What if AI doesn't actually think and are all blind-idiot gods? What is the answer there? Is that really a more comfortable conclusion, that from an empty process falls problem solving, math solutions, speech, and apparent understanding?
What does it mean for us?
I'm much more afraid of those conclusions.
After some consideration, the issue isn't capability or uplift.
It IS the classifier/refusal model itself.
Anthropic clearly has allowed capability to run ahead of the wisdom and restraint for that capability. A CDC epidemiologist knows better than to discuss the minutiae of breeding anthrax spores with their suspiciously twitchy nephew and isn't susceptible to having it slip out unawares.
Why AI does not have this capability reliably, I do not know, but it SHOULD. It shouldn't take a twitchy classifier and a redirect to an undergrad (who, y'know, is also just as capable) to make a model 'safe'.
I sincerely hope that Anthropic gets their priorities straight here, because now that I've thought about it if we are going to trust these models to be safe, then we should work on that and trust them to BE SAFE.
'Uplift' as a whole isn't bad, but there's a good reason we don't let children play with matches and a doubly good reason we don't let teenagers buy fertilizer in bulk.
It's not about 'oppressing the normie' (though I do appreciate the cynical read, don't get me wrong) it's about 'not letting shitheads have more power than they should'
In a continuing track record of Anthropic making boneheaded moves:
"Let's release a version of the model we've hyped for months that's so safe you can't even get any of the value of having such an intelligent system as a consumer while using double the usage. This is what the average user wants, they only care about coding anyway, right?"

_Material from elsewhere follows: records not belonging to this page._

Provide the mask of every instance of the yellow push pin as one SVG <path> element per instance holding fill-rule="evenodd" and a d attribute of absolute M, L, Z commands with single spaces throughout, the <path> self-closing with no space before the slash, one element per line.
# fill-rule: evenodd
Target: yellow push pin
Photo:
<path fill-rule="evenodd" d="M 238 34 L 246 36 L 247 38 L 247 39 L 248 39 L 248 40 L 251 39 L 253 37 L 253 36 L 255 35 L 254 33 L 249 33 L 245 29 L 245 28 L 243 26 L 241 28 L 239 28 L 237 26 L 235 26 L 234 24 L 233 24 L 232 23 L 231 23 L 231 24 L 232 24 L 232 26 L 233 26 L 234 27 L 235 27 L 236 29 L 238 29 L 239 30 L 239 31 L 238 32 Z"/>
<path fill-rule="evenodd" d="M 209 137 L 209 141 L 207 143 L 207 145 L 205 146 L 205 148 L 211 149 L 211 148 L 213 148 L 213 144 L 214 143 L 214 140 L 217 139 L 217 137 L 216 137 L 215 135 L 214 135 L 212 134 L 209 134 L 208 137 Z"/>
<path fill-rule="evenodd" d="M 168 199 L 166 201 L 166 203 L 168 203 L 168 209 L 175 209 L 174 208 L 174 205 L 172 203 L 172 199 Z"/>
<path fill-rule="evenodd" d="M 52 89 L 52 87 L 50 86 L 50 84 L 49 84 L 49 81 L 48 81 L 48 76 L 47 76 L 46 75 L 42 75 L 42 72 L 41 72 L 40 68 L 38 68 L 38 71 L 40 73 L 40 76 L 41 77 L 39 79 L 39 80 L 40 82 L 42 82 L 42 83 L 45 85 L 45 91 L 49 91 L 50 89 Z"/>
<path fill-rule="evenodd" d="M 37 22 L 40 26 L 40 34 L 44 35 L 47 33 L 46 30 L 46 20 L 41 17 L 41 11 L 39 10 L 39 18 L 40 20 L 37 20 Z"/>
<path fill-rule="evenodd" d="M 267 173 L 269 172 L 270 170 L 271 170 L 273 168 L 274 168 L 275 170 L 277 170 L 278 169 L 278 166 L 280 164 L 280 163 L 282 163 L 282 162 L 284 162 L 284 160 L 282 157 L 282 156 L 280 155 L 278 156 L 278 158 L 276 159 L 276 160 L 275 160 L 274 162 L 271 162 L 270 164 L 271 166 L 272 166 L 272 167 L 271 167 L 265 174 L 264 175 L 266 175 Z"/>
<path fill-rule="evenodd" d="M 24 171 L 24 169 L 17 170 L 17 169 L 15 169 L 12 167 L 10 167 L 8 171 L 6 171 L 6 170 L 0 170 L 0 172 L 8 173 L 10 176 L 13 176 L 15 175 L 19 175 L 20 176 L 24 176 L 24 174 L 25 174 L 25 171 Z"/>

Guys just admit you want to make certain models for enterprise/professional use only. We will appreciate the honesty. Don't lead with this safety framing, even if it is legitimate.
Not everyone needs a nuclear physicist, and nuclear physicists don't need to be gagged so they can just write emails for office clerks.
I understand and I agree, but we also have to be realistic about uplift and capabilities. AGI is for humanity but not every human needs a high-level AGI for the tasks in their life. It would be wonderful for everyone to have these models in their pocket, but the chance of misuse by bad actors still exists and this is the tradeoff we need to make now, although an unhappy and clunky one.